Take in a minor league game. Not just an AAA game, where you probably already know the names of all the prospects, but AA and A games as well, with players not out of their teenage years, getting their first taste of professional ball. Many minor league teams have their bullpens just beside the first or third base line--if you go on a cold or damp night, when no one else is around, walk down to those seats next to the bullpen and watch the relievers warm up. Also--it's a great place to get a foul ball.

Go to a college game in your area. Sure, aluminum is a bit different than wood and it's a little harder to find information on the players, but you never know--you may very well be seeing the next Derek Jeter or Joba Chamberlain...

Find some friends and find someone's park or backyard, use some old tennis balls and play a sandlot game of baseball. You don't have to play only nine innings; play until the sun goes down or there's a thunderstorm warning. Just make sure to wear a helmet if your pitcher actually, you know, pitches.

Take a glove and a ball and go to the park with a friend, brother, sister, parent, cousin, child... and just play catch. There is nothing more basic than having a catch. Turn it into a game with your own rules or just toss lazy fly balls. Doesn't really matter. The beauty of baseball is that as long as you have a ball, you can play catch.

The one thing it's so easy to forget over the course of the season is that nothing is bigger than the game. Nothing.

No player, no team, no stadium is bigger than the game.

The funny thing is, though, the game is at its biggest when its at its smallest. The game is the best, the most pure, when there are no bright lights or giant LCD monitors or $500 lower level tickets.

In the end, baseball's a game. That's what's at the heart of it, that's why we watch it, why we're fans.

So while you're busy marveling at the new Stadium, make sure you don't forget what this is all about in the first place.

1 comment:

  1. Correction. Baseball was a game. Now it's a business. At least that's how I feel every single year at this time, the cold indifference of a jilted lover almost. Baseball in general, and the Yankees in particular, spend each winter making me lose all interest, filling me with nothing but contempt for the greed that oozes from every pore...nothing, maybe, except a bit of nostalgia, too, for how much better it used to be (and how much better everything used to be, and 20 years from now I'll be saying today was so much better than the future-present). And yet...
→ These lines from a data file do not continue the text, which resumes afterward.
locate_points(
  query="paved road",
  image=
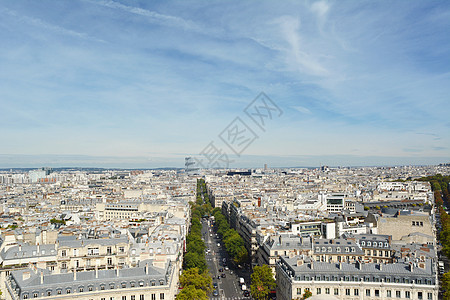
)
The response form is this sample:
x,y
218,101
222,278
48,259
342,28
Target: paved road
x,y
228,287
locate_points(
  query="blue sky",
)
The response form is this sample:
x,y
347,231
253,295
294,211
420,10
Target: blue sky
x,y
145,83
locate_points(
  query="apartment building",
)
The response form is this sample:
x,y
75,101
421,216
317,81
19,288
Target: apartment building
x,y
356,281
148,281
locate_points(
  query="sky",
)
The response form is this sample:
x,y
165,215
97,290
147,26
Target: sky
x,y
143,84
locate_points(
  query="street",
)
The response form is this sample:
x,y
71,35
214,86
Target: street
x,y
227,287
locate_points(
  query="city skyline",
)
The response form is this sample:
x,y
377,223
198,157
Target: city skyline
x,y
117,85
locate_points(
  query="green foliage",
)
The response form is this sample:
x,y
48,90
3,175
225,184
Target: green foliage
x,y
56,221
234,244
196,278
306,294
262,282
191,293
446,285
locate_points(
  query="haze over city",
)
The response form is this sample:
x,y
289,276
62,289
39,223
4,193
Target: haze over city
x,y
143,84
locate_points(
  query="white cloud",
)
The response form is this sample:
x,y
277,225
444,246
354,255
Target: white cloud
x,y
302,109
304,62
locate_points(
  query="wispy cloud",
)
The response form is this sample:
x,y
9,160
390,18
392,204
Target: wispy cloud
x,y
162,19
47,26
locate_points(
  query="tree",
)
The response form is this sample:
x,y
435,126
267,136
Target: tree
x,y
194,260
262,282
306,294
191,293
193,277
446,285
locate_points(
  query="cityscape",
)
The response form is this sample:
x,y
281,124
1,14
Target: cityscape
x,y
224,150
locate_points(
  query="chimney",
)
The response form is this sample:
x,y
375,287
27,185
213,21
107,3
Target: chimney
x,y
26,275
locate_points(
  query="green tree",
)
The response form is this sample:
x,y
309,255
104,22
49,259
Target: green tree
x,y
306,294
262,282
199,280
194,260
446,285
191,293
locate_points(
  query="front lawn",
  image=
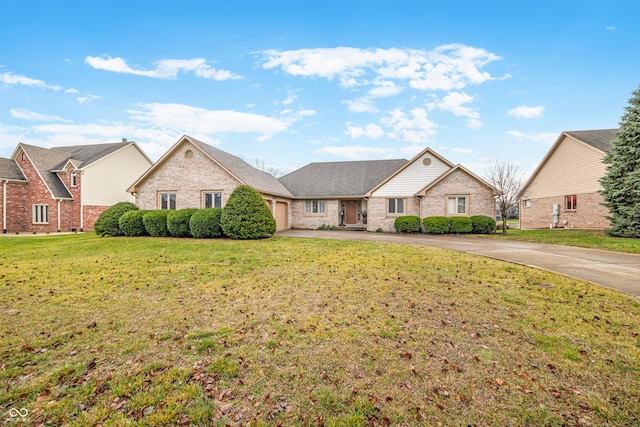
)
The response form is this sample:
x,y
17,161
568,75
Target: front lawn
x,y
595,239
163,331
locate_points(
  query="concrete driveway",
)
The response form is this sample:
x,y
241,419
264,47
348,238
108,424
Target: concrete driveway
x,y
613,270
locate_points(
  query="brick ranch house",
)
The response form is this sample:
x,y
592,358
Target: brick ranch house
x,y
66,188
360,194
563,191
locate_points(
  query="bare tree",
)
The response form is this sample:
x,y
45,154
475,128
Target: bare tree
x,y
508,178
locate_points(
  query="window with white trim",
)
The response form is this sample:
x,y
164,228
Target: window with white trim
x,y
40,214
314,206
395,206
457,205
211,199
168,201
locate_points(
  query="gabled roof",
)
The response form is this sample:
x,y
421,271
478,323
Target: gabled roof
x,y
235,166
9,170
336,179
600,140
451,171
48,161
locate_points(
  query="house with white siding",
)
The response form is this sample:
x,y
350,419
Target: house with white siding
x,y
66,188
357,194
564,190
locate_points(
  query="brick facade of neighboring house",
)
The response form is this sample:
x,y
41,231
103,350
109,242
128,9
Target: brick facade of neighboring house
x,y
46,190
564,190
356,195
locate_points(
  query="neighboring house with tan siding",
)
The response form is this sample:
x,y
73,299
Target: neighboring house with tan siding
x,y
359,194
66,188
564,190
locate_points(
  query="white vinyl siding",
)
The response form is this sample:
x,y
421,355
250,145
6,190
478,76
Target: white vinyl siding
x,y
105,182
414,178
573,168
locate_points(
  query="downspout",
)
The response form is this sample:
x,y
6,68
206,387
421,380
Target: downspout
x,y
59,214
4,206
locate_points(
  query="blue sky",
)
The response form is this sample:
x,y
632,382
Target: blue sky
x,y
292,82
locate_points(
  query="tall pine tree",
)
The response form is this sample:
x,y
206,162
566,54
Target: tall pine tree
x,y
621,183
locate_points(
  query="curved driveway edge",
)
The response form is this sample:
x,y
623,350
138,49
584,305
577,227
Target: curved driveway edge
x,y
619,271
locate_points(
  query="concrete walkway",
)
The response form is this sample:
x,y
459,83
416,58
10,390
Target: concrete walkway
x,y
613,270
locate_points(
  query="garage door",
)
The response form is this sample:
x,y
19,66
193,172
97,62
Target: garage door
x,y
282,216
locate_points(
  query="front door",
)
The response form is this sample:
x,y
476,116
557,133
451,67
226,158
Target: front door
x,y
351,214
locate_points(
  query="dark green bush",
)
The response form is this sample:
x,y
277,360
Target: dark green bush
x,y
205,223
155,222
246,215
407,224
108,223
132,225
461,224
436,224
483,224
178,222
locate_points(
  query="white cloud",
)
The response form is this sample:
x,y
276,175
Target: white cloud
x,y
354,152
524,112
23,114
165,68
15,79
544,138
371,130
447,67
416,128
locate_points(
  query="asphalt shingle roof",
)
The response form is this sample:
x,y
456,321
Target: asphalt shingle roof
x,y
261,181
599,139
340,178
10,170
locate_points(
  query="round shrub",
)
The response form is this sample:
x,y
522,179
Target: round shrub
x,y
131,223
205,223
407,224
246,215
155,222
178,222
483,224
436,224
461,224
108,223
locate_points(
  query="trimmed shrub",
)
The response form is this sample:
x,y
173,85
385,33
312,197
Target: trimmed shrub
x,y
132,225
108,223
246,215
407,224
205,223
436,224
483,224
461,225
155,222
178,222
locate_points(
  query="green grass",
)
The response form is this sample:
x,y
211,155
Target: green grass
x,y
154,331
595,239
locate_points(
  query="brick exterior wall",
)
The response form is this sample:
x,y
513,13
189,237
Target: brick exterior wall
x,y
480,197
589,213
186,175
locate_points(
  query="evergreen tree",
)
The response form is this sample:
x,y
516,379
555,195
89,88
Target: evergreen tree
x,y
621,183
    And yet, when those first spikes step out onto the grass, even though I know it's wrong, even though at the core of my being I know it's the wrong grass (the right grass is gone, the right seats are gone. Right Field, my childhood playground, is gone. Right field, where Al Kaline landed on my father and his father the day before father's day in 1963, a story I heard only a million times, often in right field itself. Right field, where my parents saw Chambliss and Jackson etch their heroic deeds in the record books. Right field, the long shadows, the imposing upper deck, my favorite corner in all the world of baseball, is gone. There is a new right field, but it's the wrong right field) and the wrong spikes (another player I don't want, another ego we don't need, yet another personnel blunder in the post-O'Neill era). Even though I know a year from now I'll go through the same cycle of cynicism and despair all over again, none of that is going to matter. I guess what I'm really trying to say is...

    Dammit, baseball, I can't stay mad at you! C'mere, you big lug! Is it opening day yet? I'll even learn to love the Interactive Yankeetainment Experience if I have to...just don't leave me again.

    But you will. Hopefully later in October than the last several years, but you will.

    But it doesn't matter now. Now it's April, and there is only possibility. Only the columns of zeroes in the standings and in the stat charts. Only the fresh grass. Only six more months with you, baseball, waiting for me when I come home from work each day. And that's fine with me.